C'era un piccolo baracchino, incastrato tra due immensi alberi. L'insegna era luminosa e un uomo che sembrava un gigante chiaccherava allegramente con un cliente.

"Hot-dog?"

"Non ti piacciono?" gli chiese, ad un tratto preoccupata.

Edward la guardò negli occhi e si rese conto che l'aveva fatto per lui. Aveva evitato che noleggiasse un'auto, che mangiassero in un ristorante di lusso, che spendesse uno stipendio per il loro primo appuntamento. Avrebbe voluto dirle che non importava, che tutti quei soldi li avrebbe spesi più che volentieri. Avrebbe voluto portarla davvero in un posto lussuoso, dove un cameriere le versava il vino e la trattava da signora. Ma non parlò. Non seppe far altro che commuoversi davanti a quella donna a cui era bastato così poco per conoscerlo e per capirlo. Lasciò che l'eco della sua domanda si disperdesse tra gli alberi, e la baciò.

 

Erano seduti su una panchina, le gambe di Bella distese sulle cosce di Edward. Avevano finito gli hot-dog, bevuto le loro bibite ed avevano anche fatto il bis. Edward si era accorto che lei tremava, e gli aveva dato la sua giacca. Adesso era lui a tremare come una foglia e malediva la favolosa idea di non indossare una camicia sotto quel maglioncino, ma lo sforzo per non farlo notare a lei riusciva quasi a scaldarlo.

Avevano già parlato del viaggio di Bella, della salute di Charlie, di quanto si erano mancati, di quanto tutto era più bello adesso. Ma nessuno dei due aveva accennato a Rosalie, a Esme, a Carlisle.

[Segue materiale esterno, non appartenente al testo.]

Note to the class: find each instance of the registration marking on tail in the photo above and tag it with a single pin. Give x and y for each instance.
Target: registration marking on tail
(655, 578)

"Ieri sera è tornato mio padre." Lo disse veloce, tutto d'un fiato, come si fa quando si strappano i cerotti. Lei lo guardò con gli occhi traboccanti di preoccupazione, poi gli appoggiò la testa sul petto e lui la circondò con le braccia.

“Non per restare,” continuò, raccogliendo la forza da quell'abbraccio. "è tornato per chiedere il divorzio e presentarci la sua nuova compagna."

"Edward, mi dispiace."

"Lei è giovane, bella, gentile. Si chiama Tania. Ed è sulla sedia a rotelle." Sentì le sue parole vacillare ed il corpo di Bella irrigidirsi contro il suo. "Ci ha lasciati perché lei ha avuto un incidente ed aveva bisogno di lui." Lei allungò una mano e gli accarezzò i capelli. Lui lasciò cadere la testa fino ad abbandonarsi sulla sua fronte. "Bella... non riesco a perdonare mio padre, non riesco a provare compassione per Tania. Sono una persona orribile."

Bella lo abbracciò ancora più forte e lui si rifugiò in quelle braccia. Chiuse gli occhi, e ad un tratto fu solo silenzio. Nonostante tutti i suoi sforzi, non riuscì ad ignorare quella sensazione pungente che gli torturava lo stomaco e gli ripeteva che non si sarebbe mai sistemato niente. Tutto sarebbe continuato a crollare, fino a soffocarlo tra le macerie.